Осколки детства - стр. 21
– Значит, если бы мы не уехали…
– Да. Это было безумие – остаться!
– А папа тоже еврей?
– Да. Но он на фронте, только бы не попал в плен.
– Только бы не попал в плен, – повторила я, как заклинание.
– Поедем в Ростов, дом наш цел, будет крыша над головой. Тётя Валя не отвечает, но это ничего, поживём вместе, пока вернутся папа и дядя Миша, тёти-Валин муж. В тесноте, да не в обиде. А вдруг там письма от папы? Ведь он не знает нашего адреса, а домой-то напишет наверняка. Как узнает, что Ростов освободили, так и напишет!
– Конечно, поедем домой! Мама, а нельзя повезти с собой картошку?

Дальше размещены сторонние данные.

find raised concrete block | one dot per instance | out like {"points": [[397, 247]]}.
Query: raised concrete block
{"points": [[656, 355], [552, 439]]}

– Нет, её придётся продать.
Картошку купил сосед. Я слышала, как они разговаривали с мамой, когда ни досок уже не было, ни сеток, только в углу сиротливо стояло ведёрко.
– Но здесь больше, здесь много денег!
– В дороге тебе много не покажется. Детей береги.
– Да, да…
– А может, останешься? Куда ты, неразумная, в зиму, в голод? И картошки бы хватило, и дрова есть, куда ты с малыми детьми?
– Домой.
– Ну, дай вам Бог, дай вам Бог добраться.
На каждой пересадке мы с Вовкой сидим на вещах. Вещи уменьшаются – уже нет узла в маминой шали, и самой шали нет, выменяли на продукты.
Мы сидим то у розовой вокзальной стены, то в огромном здании вокзала с куполом, как в церкви, но купол разрушен, и видно небо.
Стоим на перроне, мама раскрывает чемодан, достаёт пачку махорки.
– Мам, ты что, куришь?
– Нет, конечно.
– А зачем тебе табак?
– Так надо, не задавай вопросов, когда человеку не до тебя. Ведёшь себя, как ребёнок. Подождите меня здесь.
Мы стоим, а люди тащат вещи мимо нас. Но вот мама бежит по перрону с плотным железнодорожником.
– Скорее, скорее, пойдёмте!
– Девочка, держись за мой рукав, сейчас поезд тронется!
И мы бежим, мама с Вовкой на руках и чемоданом, железнодорожник с двумя чемоданами, я с тяжёлой сумкой, а поезд уже шевелится и фыркает белым паром.
Первый раз едем не в теплушке. Поезд идёт днём и ночью, мы спим втроём на нижней полке, и мама повторяет:
– Это счастье, что мы едем, сейчас так трудно, просто невозможно уехать, это счастье, что мы едем домой!
Мне кажется, мы вернулись в Ростов, когда развалины ещё дымились и были тёплыми на ощупь. Сколько раз наше возвращение проплывало у меня перед глазами! Может, наша память и есть кинолента, замкнутая в круг?
Мы сидим с Вовкой на чемоданах посреди вокзальной площади. Мама пошла за тачечником. Она долго не возвращается, но мы ждём терпеливо, мы привыкли. И Вовка в свои четыре года не думает капризничать, сидит и смотрит куда-то далеко своими круглыми карими глазами.